Cat’s Claw – réduit les effets secondaires de la chimio ; utilisé en pratique clinique en Europe pour le cancer et le VIH ; possède d’importantes propriétés de renforcement du système immunitaire ; aide à augmenter le nombre de cellules T, les véritables soldats du système immunitaire. En Autriche, elle est utilisée conjointement avec les traitements conventionnels (chimio, radiations et/ou chirurgie) pour traiter des centaines de patients atteints de cancer chaque année.

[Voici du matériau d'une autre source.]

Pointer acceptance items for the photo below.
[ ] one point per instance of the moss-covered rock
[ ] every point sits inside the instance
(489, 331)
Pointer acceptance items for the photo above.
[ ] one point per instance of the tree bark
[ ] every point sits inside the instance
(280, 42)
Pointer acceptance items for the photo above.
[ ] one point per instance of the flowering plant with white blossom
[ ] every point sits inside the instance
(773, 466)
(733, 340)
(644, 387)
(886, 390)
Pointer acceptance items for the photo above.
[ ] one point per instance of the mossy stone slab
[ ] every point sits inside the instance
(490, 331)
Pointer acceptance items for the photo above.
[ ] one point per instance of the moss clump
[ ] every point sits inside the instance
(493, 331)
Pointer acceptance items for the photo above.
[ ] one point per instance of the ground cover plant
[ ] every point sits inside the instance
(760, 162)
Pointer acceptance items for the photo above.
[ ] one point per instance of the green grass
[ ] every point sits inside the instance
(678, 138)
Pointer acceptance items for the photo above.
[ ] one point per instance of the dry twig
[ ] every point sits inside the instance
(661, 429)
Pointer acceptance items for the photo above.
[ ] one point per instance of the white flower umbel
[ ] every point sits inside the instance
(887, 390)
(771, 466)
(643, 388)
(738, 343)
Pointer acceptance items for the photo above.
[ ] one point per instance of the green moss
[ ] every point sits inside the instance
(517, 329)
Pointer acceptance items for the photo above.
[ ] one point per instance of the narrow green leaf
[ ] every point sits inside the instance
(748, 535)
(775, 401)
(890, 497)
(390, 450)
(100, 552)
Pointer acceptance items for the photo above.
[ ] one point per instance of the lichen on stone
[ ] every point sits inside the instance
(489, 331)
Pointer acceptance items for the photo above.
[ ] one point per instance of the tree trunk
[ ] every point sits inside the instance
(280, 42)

Graviola- les scientifiques étudient cette plante depuis les années 1940 – quatre études ont été publiées en 1998 concernant : des propriétés anti-tumorales significatives et une toxicité sélective contre divers types de cellules cancéreuses (sans nuire aux cellules saines ; l’Université Purdue a mené de nombreuses recherches sur la famille des acétogénines annonacées à laquelle appartient la graviola) dont une grande partie a été financée par le National Cancer Institute ou le National Institute of Health.

Acidophyllis- rééquilibre la flore intestinale (particulièrement important lorsque l’on prend beaucoup de médicaments).

Multivitamines avec vitamine E

Supplément de calcium

IP-6 avec Insositol- a été étudié de manière approfondie pendant plus de 20 ans ; a des effets puissants sur le système immunitaire.

Jus d’herbe de blé – augmente le taux d’hémoglobine ; reconstruit le sang ; améliore la capacité du corps à guérir les blessures ; élimine les dépôts de drogues du corps ; neutralise les toxines et les substances cancérigènes dans le corps.

Le thé vert et le thé blanc – les Chinois croient que le thé vert est un remède contre le cancer et un tonique de longévité ; il stimule la fonction du système immunitaire ; des recherches sont menées dans le monde entier et aux États-Unis par le National Cancer Institute concernant l’activité antitumorale. Le thé vert et le thé blanc sont d’excellents antioxydants.